In one embodiment, the electronic device 700 may further include:

• • a communication interface 730, where the communication interface 730 may be connected to the processor 720 or the memory 710.

The processor 720 may control the communication interface 730 to communicate with other devices, specifically, to transmit information or data to other devices, or to receive information or data transmitted by other devices. For example, the communication interface 730 may include a transmitter and a receiver. The communication interface 730 may further include an antenna, and a quantity of antennas may be one or more.

Various components in the electronic device 700 are connected via a bus system. In addition to a data bus, the bus system further includes a power bus, a control bus, and a status signal bus.

According to one aspect of this application, a communication apparatus is provided and includes a processor and a memory. The memory is configured to store a computer program. The processor is configured to call and run the computer program stored in the memory, so that the processor performs the method in the foregoing method embodiments.

According to one aspect of this application, a computer storage medium is provided. The computer storage medium has a computer program stored thereon, and when the computer program is executed by a computer, the computer is enabled to perform the method in the foregoing method embodiments. Alternatively, an embodiment of this application further provides a computer program product including instructions, and when the instructions are executed by a computer, the computer is enabled to perform the method in the foregoing method embodiments.

According to another aspect of this application, a computer program product or a computer program is provided. The computer program product or computer program includes computer instructions, and the computer instructions are stored in a computer-readable storage medium.
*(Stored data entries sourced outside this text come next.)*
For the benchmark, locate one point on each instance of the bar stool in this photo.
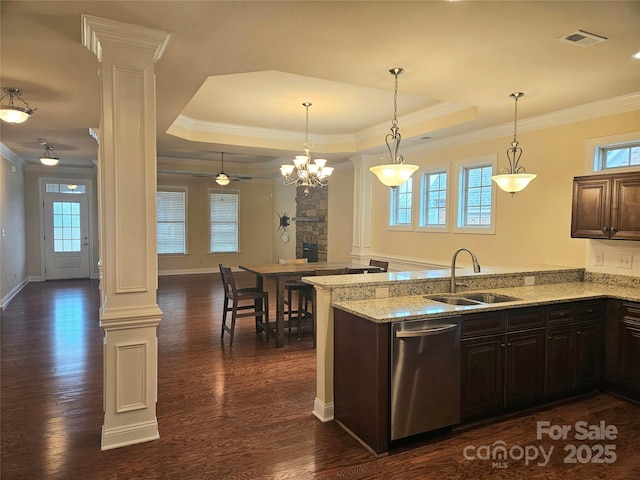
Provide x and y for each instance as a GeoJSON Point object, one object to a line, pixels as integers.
{"type": "Point", "coordinates": [233, 299]}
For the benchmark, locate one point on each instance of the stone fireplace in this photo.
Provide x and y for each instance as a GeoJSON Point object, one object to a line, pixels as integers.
{"type": "Point", "coordinates": [311, 222]}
A processor of a computer device reads the computer instructions from the computer-readable storage medium, and the processor executes the computer instructions, so that the computer device performs the method in the foregoing method embodiments.

In other words, when software is used to implement embodiments, all or some of embodiments may be implemented in the form of a computer program product. The computer program product includes one or more computer instructions. When the computer instructions are loaded and executed on a computer, all or some of procedures or functions according to embodiments of this application are generated. The computer may be a general-purpose computer, a dedicated computer, a computer network, or another programmable apparatus. The computer instructions may be stored in a computer-readable storage medium or transmitted from one computer-readable storage medium to another computer-readable storage medium. For example, the computer instructions may be transmitted from one website, computer, server, or data center to another website, computer, server, or data center in a wired (for example, a coaxial cable, an optical fiber, or a digital subscriber line (DSL)) or wireless (for example, infrared, radio, or microwave) manner. The computer-readable storage medium may be any usable medium accessible by the computer, or a data storage device, for example, a server or a data center, integrating one or more usable media. The usable medium may be a magnetic medium (such as a floppy disk, a hard disk, or a magnetic tape), an optical medium (such as a digital video disc (DVD)), a semiconductor medium (such as a solid-state drive (SSD)), or the like.

In embodiments of this application, “B corresponding to A” indicates that B is associated with A. In one embodiment, B may be determined based on A. Determining A based on B does not mean that B is only determined based on A, and B may be alternatively determined based on A and/or other information.

In addition, in the descriptions of this application, unless otherwise specified, “at least one” means one or more, and “a plurality of” means two or more. In addition, “and/or” describes an association relationship between associated objects and represents that three relationships may exist. For example, A and/or B may represent: Only A exists, both A and B exist, and only B exists. A and B may be singular or plural. The character “/” generally indicates an “or” relationship between the associated objects. “At least one of the following items (pieces)” or a similar expression means any combination of these items (pieces), including a single item (piece) or any combination of a plurality of items (pieces). For example, at least one item (piece) of a, b, or c may indicate a, b, c, a-b, a-c, b-c, or a-b-c, where a, b, and c may be singular or plural.

The descriptions such as first and second, appearing in embodiments of this application are only used for illustration and distinction of described objects. There is no order, nor do the descriptions indicate any special limitation on a quantity of devices in embodiments of this application, and cannot constitute any limitation on embodiments of this application.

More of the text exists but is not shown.